Contrary to what the IRS would have you believe, “income” is NOT everything that “comes in.” The Code does not define income. It defines gross income as “income” derived from whatever source, including compensation for services, but that is not the same as defining income as being 100% of all compensation for services.
The Supreme Court has held that it and it alone can define “income” because Congress may not define Constitutional terms. Otherwise, it could define “speech” as “pig-Latin” and any other speech would no longer be protected by the Constitution.

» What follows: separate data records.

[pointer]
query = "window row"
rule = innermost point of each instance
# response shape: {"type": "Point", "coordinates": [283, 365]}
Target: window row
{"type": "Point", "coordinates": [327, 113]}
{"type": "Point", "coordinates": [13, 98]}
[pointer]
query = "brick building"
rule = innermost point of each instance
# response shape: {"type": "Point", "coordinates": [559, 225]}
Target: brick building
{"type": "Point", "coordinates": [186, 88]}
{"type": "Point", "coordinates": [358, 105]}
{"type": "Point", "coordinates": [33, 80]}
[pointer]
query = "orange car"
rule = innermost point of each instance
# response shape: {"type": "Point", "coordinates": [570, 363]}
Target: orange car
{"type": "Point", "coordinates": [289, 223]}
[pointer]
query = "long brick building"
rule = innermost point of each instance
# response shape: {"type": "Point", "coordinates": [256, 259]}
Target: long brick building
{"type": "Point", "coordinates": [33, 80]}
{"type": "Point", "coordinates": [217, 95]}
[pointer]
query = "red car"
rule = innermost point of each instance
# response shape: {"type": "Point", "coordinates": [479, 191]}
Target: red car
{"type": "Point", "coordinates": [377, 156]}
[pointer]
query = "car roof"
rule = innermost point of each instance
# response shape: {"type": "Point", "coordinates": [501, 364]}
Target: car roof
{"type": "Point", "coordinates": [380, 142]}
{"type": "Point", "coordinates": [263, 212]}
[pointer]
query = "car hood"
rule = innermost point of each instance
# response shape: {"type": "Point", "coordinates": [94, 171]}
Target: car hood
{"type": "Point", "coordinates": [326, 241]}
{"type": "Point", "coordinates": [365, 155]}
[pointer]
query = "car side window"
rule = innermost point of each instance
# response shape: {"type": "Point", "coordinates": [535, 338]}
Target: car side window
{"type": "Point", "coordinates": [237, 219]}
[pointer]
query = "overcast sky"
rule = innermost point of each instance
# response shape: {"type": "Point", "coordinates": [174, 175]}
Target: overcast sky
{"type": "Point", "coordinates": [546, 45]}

So, what is “income”? The Supreme Court has defined income as gain, profit, derived from capital, labor or both combined. It has also given us some rules for determining what is and is not income:
Rule No. 1: What comes in is NOT “income”, but “gross receipts”, and in order to determine if there is any income in what comes in we must first deduct from those gross receipts the value or cost of whatever was given in exchange for it because income is only the gain or profit from the conversion of capital.
U. S. Supreme Court in Doyle v. Mitchell Brothers Co., 247 U.S. 179, 38 S.Ct. 467 (1918)
If you receive wages or a salary or are paid fees for your personally rendered services, your labor, how much do you deduct from those earnings in order to determine whether you have any income? What was your cost? A part of your life? Your labor? Your skill? Your knowledge? You can’t say how much that is worth in dollars? Then let’s look at the next rule:
Rule No. 2: In order for there to be income it must be DERIVED from, that is SEPARABLE from, that portion of gross receipts that represents the investment or property given in exchange for those gross receipts. If it cannot be separated, distinguished, from the capital and spent or used without injuring the capital portion, then THERE IS NO INCOME.
U. S. Supreme Court in Eisner v. Macomber, 252 U.S. 189, 40 S.Ct. 189 (1920)
So, can you separate the portion of your earnings that represents your labor and your time from a specific, identifiable portion that you can regard as profit? No? Then according to the Supreme Court, YOUR EARNINGS ARE NOT AND CANNOT BE REGARDED AS INCOME and should be excluded from your gross income (26 CFR § 1.861-1)!